Hoy es más fácil opinar que pensar. Vivimos rodeados de ideas, tendencias y discursos que repetimos casi sin darnos cuenta, como si tener una opinión fuera lo mismo que haberla construido. Pero pocas veces nos detenemos a preguntarnos si realmente creemos en lo que decimos o si solo estamos replicando lo que vemos y escuchamos todos los días.
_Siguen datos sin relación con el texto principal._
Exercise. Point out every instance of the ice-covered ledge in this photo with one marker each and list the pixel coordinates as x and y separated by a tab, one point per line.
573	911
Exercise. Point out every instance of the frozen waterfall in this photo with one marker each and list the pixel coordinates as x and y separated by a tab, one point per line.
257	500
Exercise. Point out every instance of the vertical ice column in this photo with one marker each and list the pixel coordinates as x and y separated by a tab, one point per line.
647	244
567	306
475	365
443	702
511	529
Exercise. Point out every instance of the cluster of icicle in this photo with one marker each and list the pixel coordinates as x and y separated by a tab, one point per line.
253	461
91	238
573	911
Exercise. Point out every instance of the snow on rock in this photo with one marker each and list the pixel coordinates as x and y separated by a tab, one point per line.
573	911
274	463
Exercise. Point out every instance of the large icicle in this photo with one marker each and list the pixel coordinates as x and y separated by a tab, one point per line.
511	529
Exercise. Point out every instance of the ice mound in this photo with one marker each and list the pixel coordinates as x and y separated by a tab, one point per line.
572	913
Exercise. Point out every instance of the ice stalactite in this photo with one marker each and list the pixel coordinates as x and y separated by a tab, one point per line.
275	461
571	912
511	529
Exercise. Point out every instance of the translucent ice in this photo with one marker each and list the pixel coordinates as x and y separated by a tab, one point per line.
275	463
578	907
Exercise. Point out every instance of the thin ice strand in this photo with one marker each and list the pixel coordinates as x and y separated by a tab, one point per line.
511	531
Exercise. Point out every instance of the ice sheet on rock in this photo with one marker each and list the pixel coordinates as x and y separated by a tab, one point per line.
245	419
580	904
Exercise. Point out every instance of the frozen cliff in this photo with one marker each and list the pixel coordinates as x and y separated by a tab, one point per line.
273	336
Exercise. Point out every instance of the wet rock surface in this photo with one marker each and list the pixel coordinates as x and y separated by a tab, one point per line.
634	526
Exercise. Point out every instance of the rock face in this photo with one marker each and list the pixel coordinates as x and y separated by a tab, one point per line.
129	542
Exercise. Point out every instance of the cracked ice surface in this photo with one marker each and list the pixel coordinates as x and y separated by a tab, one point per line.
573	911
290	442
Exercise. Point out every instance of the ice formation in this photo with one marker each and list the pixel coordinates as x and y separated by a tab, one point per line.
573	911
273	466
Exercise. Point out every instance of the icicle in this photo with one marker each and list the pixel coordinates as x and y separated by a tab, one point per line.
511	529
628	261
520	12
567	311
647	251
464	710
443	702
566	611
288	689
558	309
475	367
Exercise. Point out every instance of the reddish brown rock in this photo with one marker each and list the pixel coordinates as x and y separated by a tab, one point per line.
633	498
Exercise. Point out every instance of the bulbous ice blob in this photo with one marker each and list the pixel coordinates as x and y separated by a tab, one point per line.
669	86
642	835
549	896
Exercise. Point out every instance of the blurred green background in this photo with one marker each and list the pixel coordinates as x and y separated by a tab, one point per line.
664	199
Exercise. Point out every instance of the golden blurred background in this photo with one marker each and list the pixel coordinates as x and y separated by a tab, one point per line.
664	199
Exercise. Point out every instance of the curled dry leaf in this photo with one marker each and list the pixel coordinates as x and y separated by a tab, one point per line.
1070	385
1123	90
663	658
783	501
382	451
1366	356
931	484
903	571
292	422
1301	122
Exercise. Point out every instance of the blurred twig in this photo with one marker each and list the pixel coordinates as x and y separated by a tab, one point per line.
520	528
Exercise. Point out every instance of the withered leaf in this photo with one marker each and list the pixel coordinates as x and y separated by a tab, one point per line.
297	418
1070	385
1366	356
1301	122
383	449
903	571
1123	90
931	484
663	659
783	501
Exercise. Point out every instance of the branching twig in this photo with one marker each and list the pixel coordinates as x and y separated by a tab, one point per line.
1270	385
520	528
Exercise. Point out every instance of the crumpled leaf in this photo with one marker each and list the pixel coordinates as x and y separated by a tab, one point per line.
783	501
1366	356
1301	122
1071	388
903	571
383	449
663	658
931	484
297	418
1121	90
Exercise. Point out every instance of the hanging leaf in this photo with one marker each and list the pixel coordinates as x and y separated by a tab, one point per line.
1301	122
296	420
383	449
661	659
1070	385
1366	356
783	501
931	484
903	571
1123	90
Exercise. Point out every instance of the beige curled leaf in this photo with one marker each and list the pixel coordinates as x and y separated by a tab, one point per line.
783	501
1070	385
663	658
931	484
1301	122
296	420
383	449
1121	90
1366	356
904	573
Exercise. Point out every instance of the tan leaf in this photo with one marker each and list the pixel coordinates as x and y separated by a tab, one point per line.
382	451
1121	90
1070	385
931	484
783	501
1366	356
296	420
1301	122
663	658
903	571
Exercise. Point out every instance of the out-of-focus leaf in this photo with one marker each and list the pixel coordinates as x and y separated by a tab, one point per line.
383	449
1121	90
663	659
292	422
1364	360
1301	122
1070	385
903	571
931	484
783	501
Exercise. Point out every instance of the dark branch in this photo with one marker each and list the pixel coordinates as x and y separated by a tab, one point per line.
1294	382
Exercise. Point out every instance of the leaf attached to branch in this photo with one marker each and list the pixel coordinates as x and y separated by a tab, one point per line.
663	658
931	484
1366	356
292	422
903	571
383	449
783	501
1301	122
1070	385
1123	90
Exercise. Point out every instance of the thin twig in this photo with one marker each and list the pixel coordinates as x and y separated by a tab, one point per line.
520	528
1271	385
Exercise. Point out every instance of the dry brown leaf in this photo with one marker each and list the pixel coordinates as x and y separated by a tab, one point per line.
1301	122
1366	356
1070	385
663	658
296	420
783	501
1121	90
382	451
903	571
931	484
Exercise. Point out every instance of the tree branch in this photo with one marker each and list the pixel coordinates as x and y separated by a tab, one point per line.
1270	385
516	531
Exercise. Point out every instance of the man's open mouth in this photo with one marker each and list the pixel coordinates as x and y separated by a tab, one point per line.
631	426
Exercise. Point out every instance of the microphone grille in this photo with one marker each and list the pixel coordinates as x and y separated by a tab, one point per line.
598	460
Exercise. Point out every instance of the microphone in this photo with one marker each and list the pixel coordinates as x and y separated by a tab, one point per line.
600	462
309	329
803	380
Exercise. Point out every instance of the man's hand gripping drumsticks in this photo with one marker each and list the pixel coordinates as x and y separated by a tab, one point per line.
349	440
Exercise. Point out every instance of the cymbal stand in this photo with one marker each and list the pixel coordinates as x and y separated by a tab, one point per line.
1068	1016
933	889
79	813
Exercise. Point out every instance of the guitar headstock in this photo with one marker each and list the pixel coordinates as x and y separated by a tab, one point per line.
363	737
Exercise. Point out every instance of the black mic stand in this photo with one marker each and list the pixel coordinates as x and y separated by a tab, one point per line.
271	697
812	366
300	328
Y ahí comienza algo más profundo de lo que parece… Porque cuando no desarrollamos un pensamiento propio, también perdemos claridad sobre lo que queremos. Y cuando no hay claridad, todo se vuelve pesado. Las tareas cuestan más, los objetivos pierden sentido y la motivación desaparece. Entonces lo nombramos como flojera, como falta de disciplina o incluso como desinterés, cuando en realidad muchas veces es desmotivación.
No es que los jóvenes no quieran hacer las cosas, es que no encuentran un motivo real para hacerlas. Nos enseñaron a cumplir, a seguir instrucciones, a responder correctamente, pero no siempre a cuestionar, a decidir o a descubrir qué nos interesa de verdad. Y sin ese proceso, es difícil construir dirección.
Porque cuando todo lo que hacemos viene de afuera, nada se siente realmente nuestro, y lo que no se siente propio difícilmente nos mueve. Por eso, más que exigir disciplina, necesitamos empezar a construir criterio. Pensar por nosotros mismos no solo nos ayuda a tener una voz, también nos da rumbo. Cuando dejamos de repetir y empezamos a cuestionar, comenzamos a elegir. Y cuando elegimos, avanzamos.
Tal vez no es flojera o desinterés. Tal vez es falta de dirección. Y esa dirección no aparece sola, se construye a partir de lo que pensamos, de lo que cuestionamos y de lo que decidimos hacer con eso. Porque al final, una juventud que piensa no solo entiende el mundo… también encuentra su lugar en él.